Sergei Mikhailovich Prokudin-Gorskii foresaw how color was the future for photography. Determined to document the Russian Empire in its true light, he traveled throughout the land while taking 3 photos per scene with a red, green, and blue filter. Although he was never able to see his exposures used to create colored images, the RGB glass plate negatives he left behind were eventually able to be used to reconstruct color pictures of his photographed scenes. This project revives his vision by computationally aligning the RGB glass exposures to reproduce the images in their true colors.
To align the 3 exposures for each scene, my main strategy was to continuously overlay the red and green exposures on top of the blue one before using an image matching metric to determine which alignment was the best (metrics discussed further below). For small (.jpg) images, I iteratively searched through a 30 by 30 range of displacements (maximum offset of 15 pixels on each side of the blue image). However, this approach was far too inefficient for large (.tif) images, so I implemented an image pyramid to speed up the process. I found that 6 levels for the image pyramid worked extremely well and was relatively fast (less than 30 seconds) for each of the images. The recursive pyramid scheme first searched through a 128 by 128 range of displacements around the image scaled down by a factor of 32. Taking the resulting displacement vector and scaling it by 2, it then did a 64 by 64 search around that displacement for the original image scaled down by 16. Continuing this process until the base case, a 4 by 4 search on the original image using the previous recursive frame's displacement vector.
Euclidean Distance (L2 Norm): This was the first metric I tried, where the displacement vector that led to the lowest difference in corresponding pixel values would be the classifsied as the best alignment. This was unsurprisingly the worst metric, likely due to how brightness and contrast could vary between glass negatives, slight noise could introduce big penalties to what should be well-aligned images, and in general RGB values may not be close in value to each other in the actual image.
Normalized Cross-Correlation: This was the second metric I tried, where the displacement vector that led to the highest NCC score (closest match across normalized pixel values) would be classified as the best alignment. However, it still didn't quite work that well. This was likely due to how real images tend to have varying RGB values per pixel. For instance, a green bush would have a high green value but low red and blue values, but NCC would punish an alignment that matched a high green value to a low blue value.

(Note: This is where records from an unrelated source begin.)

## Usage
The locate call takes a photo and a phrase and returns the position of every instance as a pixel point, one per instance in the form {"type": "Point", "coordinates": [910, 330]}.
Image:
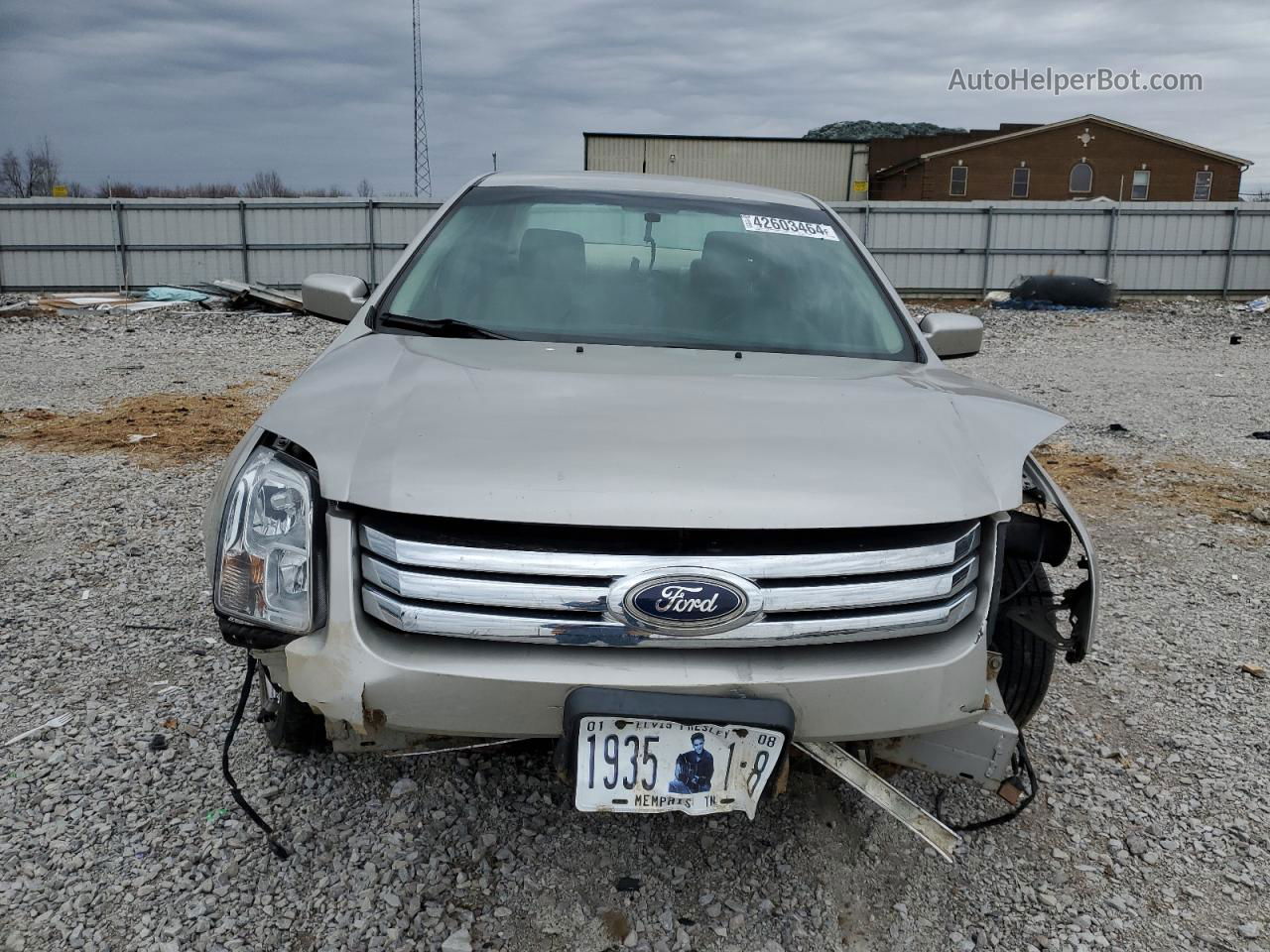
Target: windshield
{"type": "Point", "coordinates": [662, 271]}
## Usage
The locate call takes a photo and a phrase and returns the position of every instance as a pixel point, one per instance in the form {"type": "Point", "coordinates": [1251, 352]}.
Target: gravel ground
{"type": "Point", "coordinates": [1150, 834]}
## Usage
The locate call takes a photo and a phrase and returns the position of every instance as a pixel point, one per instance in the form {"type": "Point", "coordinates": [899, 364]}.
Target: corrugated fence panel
{"type": "Point", "coordinates": [287, 268]}
{"type": "Point", "coordinates": [924, 246]}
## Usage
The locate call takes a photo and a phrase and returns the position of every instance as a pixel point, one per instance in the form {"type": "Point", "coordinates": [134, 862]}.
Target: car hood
{"type": "Point", "coordinates": [627, 435]}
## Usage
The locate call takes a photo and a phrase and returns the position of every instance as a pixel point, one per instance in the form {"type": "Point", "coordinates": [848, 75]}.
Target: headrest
{"type": "Point", "coordinates": [550, 253]}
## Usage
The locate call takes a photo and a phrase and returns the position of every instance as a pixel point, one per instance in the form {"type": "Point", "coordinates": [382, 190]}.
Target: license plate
{"type": "Point", "coordinates": [648, 766]}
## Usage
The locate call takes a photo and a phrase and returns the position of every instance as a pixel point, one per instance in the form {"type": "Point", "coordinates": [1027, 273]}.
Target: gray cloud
{"type": "Point", "coordinates": [177, 90]}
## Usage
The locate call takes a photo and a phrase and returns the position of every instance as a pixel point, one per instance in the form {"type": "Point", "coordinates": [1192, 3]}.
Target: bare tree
{"type": "Point", "coordinates": [35, 176]}
{"type": "Point", "coordinates": [267, 184]}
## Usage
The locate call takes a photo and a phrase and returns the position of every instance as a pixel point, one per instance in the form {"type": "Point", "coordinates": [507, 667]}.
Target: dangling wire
{"type": "Point", "coordinates": [271, 837]}
{"type": "Point", "coordinates": [1019, 761]}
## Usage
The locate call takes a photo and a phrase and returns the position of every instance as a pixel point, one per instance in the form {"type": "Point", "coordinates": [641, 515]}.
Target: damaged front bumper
{"type": "Point", "coordinates": [382, 689]}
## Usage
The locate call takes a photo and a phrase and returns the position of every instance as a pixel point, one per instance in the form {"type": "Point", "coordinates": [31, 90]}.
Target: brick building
{"type": "Point", "coordinates": [1083, 158]}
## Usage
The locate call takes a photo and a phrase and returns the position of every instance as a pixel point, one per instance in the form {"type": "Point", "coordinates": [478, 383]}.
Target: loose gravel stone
{"type": "Point", "coordinates": [1146, 749]}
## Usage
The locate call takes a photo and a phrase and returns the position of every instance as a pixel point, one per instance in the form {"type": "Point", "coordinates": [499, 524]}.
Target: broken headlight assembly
{"type": "Point", "coordinates": [267, 560]}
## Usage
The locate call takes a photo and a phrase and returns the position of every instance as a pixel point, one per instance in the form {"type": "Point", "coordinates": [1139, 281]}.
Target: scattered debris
{"type": "Point", "coordinates": [617, 924]}
{"type": "Point", "coordinates": [252, 296]}
{"type": "Point", "coordinates": [460, 941]}
{"type": "Point", "coordinates": [167, 294]}
{"type": "Point", "coordinates": [51, 724]}
{"type": "Point", "coordinates": [1062, 291]}
{"type": "Point", "coordinates": [402, 787]}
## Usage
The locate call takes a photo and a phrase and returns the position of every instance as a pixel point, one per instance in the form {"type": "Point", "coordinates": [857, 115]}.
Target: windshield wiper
{"type": "Point", "coordinates": [443, 327]}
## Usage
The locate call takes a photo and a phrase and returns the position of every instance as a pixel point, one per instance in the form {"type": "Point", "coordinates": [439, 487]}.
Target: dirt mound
{"type": "Point", "coordinates": [1097, 484]}
{"type": "Point", "coordinates": [155, 430]}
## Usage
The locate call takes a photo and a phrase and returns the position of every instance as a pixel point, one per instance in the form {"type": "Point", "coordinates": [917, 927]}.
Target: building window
{"type": "Point", "coordinates": [1203, 186]}
{"type": "Point", "coordinates": [1080, 178]}
{"type": "Point", "coordinates": [1141, 184]}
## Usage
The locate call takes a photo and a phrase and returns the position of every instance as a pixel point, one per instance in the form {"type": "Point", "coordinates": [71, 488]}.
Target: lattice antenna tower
{"type": "Point", "coordinates": [422, 169]}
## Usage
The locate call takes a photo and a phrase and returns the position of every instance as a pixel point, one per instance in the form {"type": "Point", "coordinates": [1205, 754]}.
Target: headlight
{"type": "Point", "coordinates": [267, 544]}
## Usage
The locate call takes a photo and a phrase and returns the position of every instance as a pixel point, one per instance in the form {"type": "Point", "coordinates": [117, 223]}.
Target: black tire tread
{"type": "Point", "coordinates": [1028, 662]}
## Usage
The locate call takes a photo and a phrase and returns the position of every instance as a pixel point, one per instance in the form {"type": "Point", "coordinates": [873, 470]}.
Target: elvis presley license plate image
{"type": "Point", "coordinates": [648, 766]}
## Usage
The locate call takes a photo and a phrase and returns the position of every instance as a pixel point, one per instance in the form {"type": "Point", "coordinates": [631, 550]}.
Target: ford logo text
{"type": "Point", "coordinates": [684, 602]}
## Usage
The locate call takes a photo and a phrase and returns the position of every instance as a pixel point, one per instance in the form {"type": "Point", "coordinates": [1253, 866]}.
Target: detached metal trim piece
{"type": "Point", "coordinates": [838, 762]}
{"type": "Point", "coordinates": [611, 566]}
{"type": "Point", "coordinates": [521, 627]}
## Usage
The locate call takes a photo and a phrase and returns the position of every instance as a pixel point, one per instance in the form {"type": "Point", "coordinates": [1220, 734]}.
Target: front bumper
{"type": "Point", "coordinates": [386, 687]}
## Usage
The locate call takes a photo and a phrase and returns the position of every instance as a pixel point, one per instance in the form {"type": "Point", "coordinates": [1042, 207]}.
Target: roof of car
{"type": "Point", "coordinates": [648, 184]}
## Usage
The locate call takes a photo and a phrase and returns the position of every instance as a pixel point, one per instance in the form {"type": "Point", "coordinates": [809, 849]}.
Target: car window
{"type": "Point", "coordinates": [662, 271]}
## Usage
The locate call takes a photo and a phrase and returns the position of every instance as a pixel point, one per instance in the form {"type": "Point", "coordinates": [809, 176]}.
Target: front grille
{"type": "Point", "coordinates": [549, 584]}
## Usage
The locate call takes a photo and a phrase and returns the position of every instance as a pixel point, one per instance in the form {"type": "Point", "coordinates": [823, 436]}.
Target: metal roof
{"type": "Point", "coordinates": [638, 182]}
{"type": "Point", "coordinates": [1088, 117]}
{"type": "Point", "coordinates": [721, 139]}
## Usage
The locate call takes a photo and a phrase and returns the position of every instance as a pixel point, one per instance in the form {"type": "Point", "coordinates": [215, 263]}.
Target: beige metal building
{"type": "Point", "coordinates": [832, 172]}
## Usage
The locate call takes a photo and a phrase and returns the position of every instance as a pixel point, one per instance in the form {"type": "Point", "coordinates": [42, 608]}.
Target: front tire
{"type": "Point", "coordinates": [289, 722]}
{"type": "Point", "coordinates": [1026, 661]}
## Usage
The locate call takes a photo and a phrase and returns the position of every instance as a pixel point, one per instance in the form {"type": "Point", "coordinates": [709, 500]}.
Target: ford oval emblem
{"type": "Point", "coordinates": [686, 602]}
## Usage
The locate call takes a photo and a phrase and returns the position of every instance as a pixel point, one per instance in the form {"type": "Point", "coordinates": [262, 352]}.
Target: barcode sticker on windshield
{"type": "Point", "coordinates": [788, 226]}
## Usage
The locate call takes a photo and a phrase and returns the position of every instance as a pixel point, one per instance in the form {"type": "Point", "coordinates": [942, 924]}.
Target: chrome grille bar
{"type": "Point", "coordinates": [430, 555]}
{"type": "Point", "coordinates": [540, 593]}
{"type": "Point", "coordinates": [858, 626]}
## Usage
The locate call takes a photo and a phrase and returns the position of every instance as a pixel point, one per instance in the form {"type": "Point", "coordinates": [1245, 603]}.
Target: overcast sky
{"type": "Point", "coordinates": [212, 90]}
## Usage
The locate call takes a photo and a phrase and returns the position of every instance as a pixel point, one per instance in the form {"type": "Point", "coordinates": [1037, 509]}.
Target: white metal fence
{"type": "Point", "coordinates": [939, 248]}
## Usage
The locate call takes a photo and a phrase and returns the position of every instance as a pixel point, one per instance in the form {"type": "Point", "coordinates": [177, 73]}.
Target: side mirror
{"type": "Point", "coordinates": [336, 298]}
{"type": "Point", "coordinates": [952, 334]}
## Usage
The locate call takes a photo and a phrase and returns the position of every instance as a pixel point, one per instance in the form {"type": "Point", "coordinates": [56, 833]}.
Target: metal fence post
{"type": "Point", "coordinates": [122, 246]}
{"type": "Point", "coordinates": [243, 245]}
{"type": "Point", "coordinates": [1229, 253]}
{"type": "Point", "coordinates": [987, 250]}
{"type": "Point", "coordinates": [370, 240]}
{"type": "Point", "coordinates": [1112, 226]}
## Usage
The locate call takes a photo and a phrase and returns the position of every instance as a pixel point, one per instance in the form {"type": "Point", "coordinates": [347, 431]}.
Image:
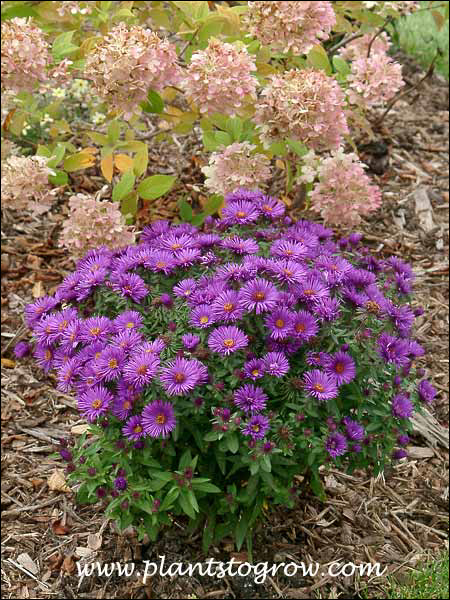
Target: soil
{"type": "Point", "coordinates": [394, 519]}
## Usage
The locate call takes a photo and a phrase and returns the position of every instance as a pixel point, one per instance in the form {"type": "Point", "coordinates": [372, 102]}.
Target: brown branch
{"type": "Point", "coordinates": [400, 95]}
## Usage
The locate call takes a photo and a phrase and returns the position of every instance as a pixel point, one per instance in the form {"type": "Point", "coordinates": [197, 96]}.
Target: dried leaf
{"type": "Point", "coordinates": [94, 541]}
{"type": "Point", "coordinates": [57, 481]}
{"type": "Point", "coordinates": [28, 563]}
{"type": "Point", "coordinates": [59, 529]}
{"type": "Point", "coordinates": [9, 364]}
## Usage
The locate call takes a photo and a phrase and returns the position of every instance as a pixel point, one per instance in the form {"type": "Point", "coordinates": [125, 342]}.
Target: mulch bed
{"type": "Point", "coordinates": [394, 519]}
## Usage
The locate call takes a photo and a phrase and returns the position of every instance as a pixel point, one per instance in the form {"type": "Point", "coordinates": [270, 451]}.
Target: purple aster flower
{"type": "Point", "coordinates": [130, 319]}
{"type": "Point", "coordinates": [21, 349]}
{"type": "Point", "coordinates": [271, 208]}
{"type": "Point", "coordinates": [227, 306]}
{"type": "Point", "coordinates": [341, 367]}
{"type": "Point", "coordinates": [190, 341]}
{"type": "Point", "coordinates": [401, 406]}
{"type": "Point", "coordinates": [393, 350]}
{"type": "Point", "coordinates": [202, 316]}
{"type": "Point", "coordinates": [257, 427]}
{"type": "Point", "coordinates": [403, 440]}
{"type": "Point", "coordinates": [286, 249]}
{"type": "Point", "coordinates": [120, 483]}
{"type": "Point", "coordinates": [336, 445]}
{"type": "Point", "coordinates": [399, 454]}
{"type": "Point", "coordinates": [95, 329]}
{"type": "Point", "coordinates": [158, 419]}
{"type": "Point", "coordinates": [276, 364]}
{"type": "Point", "coordinates": [181, 375]}
{"type": "Point", "coordinates": [130, 286]}
{"type": "Point", "coordinates": [259, 295]}
{"type": "Point", "coordinates": [133, 429]}
{"type": "Point", "coordinates": [427, 392]}
{"type": "Point", "coordinates": [127, 340]}
{"type": "Point", "coordinates": [95, 402]}
{"type": "Point", "coordinates": [320, 385]}
{"type": "Point", "coordinates": [279, 322]}
{"type": "Point", "coordinates": [240, 246]}
{"type": "Point", "coordinates": [254, 369]}
{"type": "Point", "coordinates": [67, 375]}
{"type": "Point", "coordinates": [161, 262]}
{"type": "Point", "coordinates": [353, 430]}
{"type": "Point", "coordinates": [312, 289]}
{"type": "Point", "coordinates": [44, 357]}
{"type": "Point", "coordinates": [35, 310]}
{"type": "Point", "coordinates": [250, 398]}
{"type": "Point", "coordinates": [185, 288]}
{"type": "Point", "coordinates": [110, 363]}
{"type": "Point", "coordinates": [288, 271]}
{"type": "Point", "coordinates": [140, 369]}
{"type": "Point", "coordinates": [304, 326]}
{"type": "Point", "coordinates": [240, 212]}
{"type": "Point", "coordinates": [226, 340]}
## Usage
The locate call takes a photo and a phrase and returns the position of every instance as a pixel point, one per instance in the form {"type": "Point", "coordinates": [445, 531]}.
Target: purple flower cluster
{"type": "Point", "coordinates": [254, 300]}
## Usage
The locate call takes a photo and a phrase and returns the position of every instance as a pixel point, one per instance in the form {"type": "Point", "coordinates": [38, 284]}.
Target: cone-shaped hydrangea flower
{"type": "Point", "coordinates": [25, 55]}
{"type": "Point", "coordinates": [25, 184]}
{"type": "Point", "coordinates": [295, 26]}
{"type": "Point", "coordinates": [181, 375]}
{"type": "Point", "coordinates": [344, 193]}
{"type": "Point", "coordinates": [250, 398]}
{"type": "Point", "coordinates": [92, 223]}
{"type": "Point", "coordinates": [220, 78]}
{"type": "Point", "coordinates": [127, 63]}
{"type": "Point", "coordinates": [158, 419]}
{"type": "Point", "coordinates": [236, 166]}
{"type": "Point", "coordinates": [226, 340]}
{"type": "Point", "coordinates": [305, 105]}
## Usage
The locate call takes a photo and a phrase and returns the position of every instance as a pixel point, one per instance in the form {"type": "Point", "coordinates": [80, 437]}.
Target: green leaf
{"type": "Point", "coordinates": [341, 66]}
{"type": "Point", "coordinates": [232, 442]}
{"type": "Point", "coordinates": [214, 203]}
{"type": "Point", "coordinates": [206, 487]}
{"type": "Point", "coordinates": [114, 132]}
{"type": "Point", "coordinates": [185, 211]}
{"type": "Point", "coordinates": [241, 531]}
{"type": "Point", "coordinates": [62, 45]}
{"type": "Point", "coordinates": [155, 186]}
{"type": "Point", "coordinates": [59, 178]}
{"type": "Point", "coordinates": [318, 58]}
{"type": "Point", "coordinates": [124, 187]}
{"type": "Point", "coordinates": [170, 498]}
{"type": "Point", "coordinates": [129, 205]}
{"type": "Point", "coordinates": [154, 103]}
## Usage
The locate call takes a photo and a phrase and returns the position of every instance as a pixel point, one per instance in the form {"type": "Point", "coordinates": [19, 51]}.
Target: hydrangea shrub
{"type": "Point", "coordinates": [215, 365]}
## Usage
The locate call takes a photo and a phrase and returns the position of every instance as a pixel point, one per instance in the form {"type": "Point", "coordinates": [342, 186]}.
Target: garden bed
{"type": "Point", "coordinates": [394, 519]}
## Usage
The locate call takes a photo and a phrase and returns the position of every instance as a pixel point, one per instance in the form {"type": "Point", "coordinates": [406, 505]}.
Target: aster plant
{"type": "Point", "coordinates": [215, 365]}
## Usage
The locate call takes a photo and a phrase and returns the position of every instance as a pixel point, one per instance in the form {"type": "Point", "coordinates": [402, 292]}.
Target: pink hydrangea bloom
{"type": "Point", "coordinates": [295, 26]}
{"type": "Point", "coordinates": [358, 48]}
{"type": "Point", "coordinates": [25, 55]}
{"type": "Point", "coordinates": [25, 184]}
{"type": "Point", "coordinates": [92, 223]}
{"type": "Point", "coordinates": [237, 166]}
{"type": "Point", "coordinates": [374, 80]}
{"type": "Point", "coordinates": [220, 78]}
{"type": "Point", "coordinates": [344, 193]}
{"type": "Point", "coordinates": [127, 63]}
{"type": "Point", "coordinates": [306, 105]}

Normalized Cross-Correlation with Edge Detection: This was by far the best metric for alignment since it used edges detected within the images to align them rather than the pixel values, and each RGB pane tended to share the same edge features with each other. I implemented this by first converting each image into a black and white version with just the edges using Canny edge detection before using the same NCC metric as above to find the best displacement vector alignment. I also experimented with Euclidean Distance with Edge Detection, and for the few .jpg images I used, it produced the same result as NCC with Edge Detection.
I implemented automatic border cropping using Canny edge detection. After converting the image into a black and white version with just edges (same process as the last image matching metric), I scanned the borders of the image and looked for rows or columns that were in the 75th percentile for white pixels within their respective region (top, bottom, left, right). By cropping the image at these rows and columns, the sections of the color image that were removed would likely contain the harsh borders. Interestingly, I originally tried to just scan for the 75th percentile of white pixels across the entire image as opposed to just within a certain region of the image. For most images, this worked extremely well and often even better than the current version since it was less aggressive in its cropping and would leave more of the image intact. However, some images with lots of edges within the body of the scene would interfere with the percentile threshold and leave at least 1 side with the harsh border. This caused me to make the white-value comparisons more granular so top edges would only be compared with each other, and this process would apply to the rest of the 3 edges.